Before that happens, actually, she mistakes a test pilot for an old friend, much to his date’s dismay; this confusion plays out again over a couple of days. What follows is a series of happenstances and subterfuges with the overall effect of keeping her around…and I realized partway in that this is really an early romantic comedy with wartime overtones.
Quite good, all in all, with Charles Ruggles fine as a slightly bemused and very busy doctor and John Carroll (the pilot) and Ruth Hussey (the woman doctor) both good, as is a solid supporting cast. One review calls this “frothy” and I think that’s both right and a compliment. I would note that the IMDB listing shows this film as 1:12, presumably based on data contributed by someone who viewed a truncated release. In fact, as the original Variety review makes clear, the movie originated at the 1:19 of this print. Not great, but fun, a good print, and worth $1.50.
Affairs of Cappy Ricks, 1937, b&w. Ralph Staub (dir.), Walter Brennan, Mary Brian, Lyle Talbot, Frank Shields, Frank Melton, Georgia Cane, Phyllis Barry, William B. Davidson. 1:01 [0:56]

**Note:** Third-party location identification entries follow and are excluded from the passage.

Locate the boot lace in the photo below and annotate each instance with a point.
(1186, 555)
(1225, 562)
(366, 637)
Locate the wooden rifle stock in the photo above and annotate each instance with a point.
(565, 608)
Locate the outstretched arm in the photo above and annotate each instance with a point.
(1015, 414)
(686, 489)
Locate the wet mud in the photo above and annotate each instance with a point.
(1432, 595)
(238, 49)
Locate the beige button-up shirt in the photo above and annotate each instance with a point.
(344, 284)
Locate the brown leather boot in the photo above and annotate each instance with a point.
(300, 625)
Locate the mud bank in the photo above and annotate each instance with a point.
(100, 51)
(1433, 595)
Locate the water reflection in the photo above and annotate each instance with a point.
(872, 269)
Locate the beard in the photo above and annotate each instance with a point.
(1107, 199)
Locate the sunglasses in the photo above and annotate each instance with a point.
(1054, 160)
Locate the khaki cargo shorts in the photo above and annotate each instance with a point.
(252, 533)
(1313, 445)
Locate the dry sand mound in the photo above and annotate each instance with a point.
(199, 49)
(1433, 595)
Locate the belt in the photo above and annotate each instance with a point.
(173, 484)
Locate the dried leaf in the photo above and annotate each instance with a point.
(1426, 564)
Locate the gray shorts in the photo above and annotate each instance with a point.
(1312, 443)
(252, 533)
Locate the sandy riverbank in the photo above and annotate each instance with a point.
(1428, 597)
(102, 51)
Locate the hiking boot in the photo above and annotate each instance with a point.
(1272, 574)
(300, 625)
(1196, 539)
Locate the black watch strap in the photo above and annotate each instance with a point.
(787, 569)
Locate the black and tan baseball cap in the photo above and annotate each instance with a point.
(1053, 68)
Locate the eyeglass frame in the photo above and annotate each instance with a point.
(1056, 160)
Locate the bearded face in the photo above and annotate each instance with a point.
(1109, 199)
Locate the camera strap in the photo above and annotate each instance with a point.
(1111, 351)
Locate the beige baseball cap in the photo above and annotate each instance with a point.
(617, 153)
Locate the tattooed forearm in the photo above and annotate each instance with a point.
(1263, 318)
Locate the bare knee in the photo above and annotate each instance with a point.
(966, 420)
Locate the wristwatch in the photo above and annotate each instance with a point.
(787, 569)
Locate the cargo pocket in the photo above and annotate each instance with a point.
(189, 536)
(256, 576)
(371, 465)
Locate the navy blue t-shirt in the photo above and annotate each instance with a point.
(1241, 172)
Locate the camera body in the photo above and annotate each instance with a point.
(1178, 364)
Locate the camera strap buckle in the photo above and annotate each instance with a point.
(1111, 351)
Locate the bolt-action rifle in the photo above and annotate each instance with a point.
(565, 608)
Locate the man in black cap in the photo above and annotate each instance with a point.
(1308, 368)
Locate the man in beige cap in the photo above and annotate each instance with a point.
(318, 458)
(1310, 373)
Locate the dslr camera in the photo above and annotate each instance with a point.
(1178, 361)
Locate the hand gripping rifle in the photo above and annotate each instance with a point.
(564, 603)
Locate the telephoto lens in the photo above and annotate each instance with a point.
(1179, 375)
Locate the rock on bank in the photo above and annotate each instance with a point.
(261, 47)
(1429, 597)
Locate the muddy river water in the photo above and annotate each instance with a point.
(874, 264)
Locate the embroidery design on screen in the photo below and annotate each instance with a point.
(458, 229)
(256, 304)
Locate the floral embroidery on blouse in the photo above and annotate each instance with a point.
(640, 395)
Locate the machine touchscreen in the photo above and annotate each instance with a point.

Here’s another short B movie with one great virtue for a comedy: it’s funny. Walter Brennan—playing a crusty 60-year-old although he was only 43 at the time—is head of a San Francisco shipbuilding company who’s been out of the country for a year or more. During that time, things have gone to hell in a handbasket in his home and his family—with his nemesis, head of an automation company, ready to take control of his company and become father-in-law to one of his daughters, while the other gets divorced.
To try to set things straight, he gets his kids and the soon-to-be exhusband, plus his former general manager and ex-fiancée of the daughter and bossy mother of the soon-to-be-ex (who’s taken over the household and bought enough of the company’s stock to assure a merger with the automation company) out on his yacht for a weekend sail…which turns into an 8-week adventure down to the Marquesas (incorrectly labeled “uninhabited,” but some of them are). At that point, feeling that he’s failed to get people to straighten up, he stages a shipwreck.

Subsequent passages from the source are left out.